(HedgeCo.Net) The Securities and Exchange Commission has charged publicly-traded asset manager Medley Management and its former co-CEOs, Brook B. Taube and Seth B. Taube, with making misrepresentations to investors and clients that created the illusion of Medley’s likely future growth. The respondents have agreed to settle the SEC’s charges and will collectively pay $10 million in civil penalties.
According to the SEC’s order, since at least August 2016, in multiple public filings, including bond offering materials, Medley overstated its assets under management by including “committed capital” amounts from non-discretionary clients, whose agreements with Medley imposed no obligation to invest with Medley and whose investing activity through Medley was minimal. The Taubes and Medley did not disclose that there was a risk that a significant amount of the clients’ capital would never be invested and would therefore never generate the fee income on which Medley’s financial growth depended. The order additionally finds that in June 2018 the Taubes used positive projections of Medley’s likely future growth, for which they had no reasonable basis, to recommend to advisory clients a merger whereby Medley’s two business development company clients would acquire Medley and give the Taubes contracts for high-paying jobs.
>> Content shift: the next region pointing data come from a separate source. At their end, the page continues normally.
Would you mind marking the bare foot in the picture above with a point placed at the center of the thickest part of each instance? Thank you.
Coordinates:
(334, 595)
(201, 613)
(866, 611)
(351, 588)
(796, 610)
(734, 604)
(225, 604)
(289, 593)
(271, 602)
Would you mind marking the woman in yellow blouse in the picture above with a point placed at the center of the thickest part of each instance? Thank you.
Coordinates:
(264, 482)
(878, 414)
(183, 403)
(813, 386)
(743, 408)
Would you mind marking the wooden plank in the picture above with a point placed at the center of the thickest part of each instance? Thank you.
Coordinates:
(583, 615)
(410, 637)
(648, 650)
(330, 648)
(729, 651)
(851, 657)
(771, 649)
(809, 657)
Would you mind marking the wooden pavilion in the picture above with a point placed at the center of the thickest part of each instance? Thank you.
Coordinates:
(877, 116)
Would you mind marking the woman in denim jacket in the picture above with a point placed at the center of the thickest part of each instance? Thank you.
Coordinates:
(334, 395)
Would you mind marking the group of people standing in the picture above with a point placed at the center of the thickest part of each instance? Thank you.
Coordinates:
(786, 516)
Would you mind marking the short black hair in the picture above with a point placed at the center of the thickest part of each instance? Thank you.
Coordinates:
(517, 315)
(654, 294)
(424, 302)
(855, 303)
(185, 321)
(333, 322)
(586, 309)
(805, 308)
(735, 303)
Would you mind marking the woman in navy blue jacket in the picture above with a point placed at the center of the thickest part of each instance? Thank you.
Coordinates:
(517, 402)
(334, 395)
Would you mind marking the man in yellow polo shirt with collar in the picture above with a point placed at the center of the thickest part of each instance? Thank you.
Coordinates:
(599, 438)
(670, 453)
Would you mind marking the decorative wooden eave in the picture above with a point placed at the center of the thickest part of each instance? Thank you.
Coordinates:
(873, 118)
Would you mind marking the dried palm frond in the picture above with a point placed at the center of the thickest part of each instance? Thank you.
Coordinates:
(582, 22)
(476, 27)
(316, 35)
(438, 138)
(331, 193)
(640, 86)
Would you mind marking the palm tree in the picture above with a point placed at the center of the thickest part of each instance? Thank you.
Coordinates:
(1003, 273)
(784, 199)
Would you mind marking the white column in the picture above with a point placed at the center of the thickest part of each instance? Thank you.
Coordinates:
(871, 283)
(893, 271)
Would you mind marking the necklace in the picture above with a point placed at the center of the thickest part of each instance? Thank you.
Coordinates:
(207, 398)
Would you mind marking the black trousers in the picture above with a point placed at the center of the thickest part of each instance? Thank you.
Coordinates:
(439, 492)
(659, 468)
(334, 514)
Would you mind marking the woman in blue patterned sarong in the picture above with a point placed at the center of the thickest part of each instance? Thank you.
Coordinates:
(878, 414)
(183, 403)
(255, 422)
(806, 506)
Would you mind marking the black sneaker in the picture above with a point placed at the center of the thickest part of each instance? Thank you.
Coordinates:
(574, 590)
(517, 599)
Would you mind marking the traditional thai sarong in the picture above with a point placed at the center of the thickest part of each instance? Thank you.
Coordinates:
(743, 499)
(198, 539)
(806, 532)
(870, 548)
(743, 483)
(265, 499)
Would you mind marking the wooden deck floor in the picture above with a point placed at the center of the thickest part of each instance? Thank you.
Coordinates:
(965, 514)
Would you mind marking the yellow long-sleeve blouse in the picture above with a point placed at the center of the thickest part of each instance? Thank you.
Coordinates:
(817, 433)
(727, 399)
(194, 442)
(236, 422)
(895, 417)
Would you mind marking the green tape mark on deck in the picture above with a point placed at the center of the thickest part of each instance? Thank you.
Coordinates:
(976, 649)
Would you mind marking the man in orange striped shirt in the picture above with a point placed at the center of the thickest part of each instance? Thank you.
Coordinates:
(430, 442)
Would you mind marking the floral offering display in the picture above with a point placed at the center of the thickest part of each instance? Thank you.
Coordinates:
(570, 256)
The order finds that the materially misleading projections were incorporated into calculations of the “expected” benefit included in the proxy materials that encouraged investors to vote in favor of the transaction.
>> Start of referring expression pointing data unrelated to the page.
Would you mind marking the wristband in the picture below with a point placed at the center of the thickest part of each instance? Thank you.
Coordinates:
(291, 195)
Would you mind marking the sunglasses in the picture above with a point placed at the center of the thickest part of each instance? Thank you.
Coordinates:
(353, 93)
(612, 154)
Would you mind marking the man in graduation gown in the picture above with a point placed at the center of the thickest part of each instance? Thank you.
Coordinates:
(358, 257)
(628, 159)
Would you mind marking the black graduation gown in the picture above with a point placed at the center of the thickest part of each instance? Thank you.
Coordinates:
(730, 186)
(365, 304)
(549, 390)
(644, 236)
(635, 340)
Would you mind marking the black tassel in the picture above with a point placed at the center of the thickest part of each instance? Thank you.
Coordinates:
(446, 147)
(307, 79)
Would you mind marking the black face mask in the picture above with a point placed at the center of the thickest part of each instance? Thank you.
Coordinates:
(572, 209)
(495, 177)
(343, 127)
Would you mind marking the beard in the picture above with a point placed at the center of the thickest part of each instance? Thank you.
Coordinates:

“Under the federal securities laws, investors are entitled to complete and accurate information about the companies they invest in,” said Lara Shalov Mehraban, Acting Director of the SEC’s New York Regional Office. “The Taubes, as the CEOs of a publicly-traded asset manager, failed to ensure that investors were given correct information about the company’s assets under management and adequate disclosures about its risks.”
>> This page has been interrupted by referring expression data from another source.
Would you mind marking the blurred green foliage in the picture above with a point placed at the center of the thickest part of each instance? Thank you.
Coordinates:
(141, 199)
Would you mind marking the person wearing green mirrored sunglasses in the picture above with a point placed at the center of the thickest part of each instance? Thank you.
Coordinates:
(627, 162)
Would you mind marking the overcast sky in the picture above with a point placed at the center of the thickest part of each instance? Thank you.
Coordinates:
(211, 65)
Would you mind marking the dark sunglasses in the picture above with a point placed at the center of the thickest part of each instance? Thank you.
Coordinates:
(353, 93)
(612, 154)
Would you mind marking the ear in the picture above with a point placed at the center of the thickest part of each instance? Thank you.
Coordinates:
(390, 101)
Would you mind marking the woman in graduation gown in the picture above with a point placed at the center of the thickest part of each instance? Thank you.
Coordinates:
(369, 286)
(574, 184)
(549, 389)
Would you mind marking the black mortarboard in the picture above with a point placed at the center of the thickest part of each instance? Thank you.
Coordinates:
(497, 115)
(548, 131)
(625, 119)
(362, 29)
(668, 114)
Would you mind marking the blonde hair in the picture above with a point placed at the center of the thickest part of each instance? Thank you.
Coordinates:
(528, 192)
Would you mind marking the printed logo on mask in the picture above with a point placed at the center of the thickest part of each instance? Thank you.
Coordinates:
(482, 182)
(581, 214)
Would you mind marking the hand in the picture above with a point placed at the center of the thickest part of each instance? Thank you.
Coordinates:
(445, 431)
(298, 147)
The Taubes and Medley consented to the entry of the SEC’s order finding that each caused and/or negligently committed violations of the antifraud provisions of the federal securities laws and that they caused and/or committed violations of the reporting and books and records provisions. Without admitting or denying the SEC’s findings, the Taubes and Medley agreed to cease and desist from committing or causing any future violations of these provisions, to be censured, and to pay a total of $10 million in civil penalties. The respondents are expected to satisfy their obligation to pay this penalty by making payments to bondholders in the bankruptcy proceeding of Medley’s operating affiliate, Medley LLC.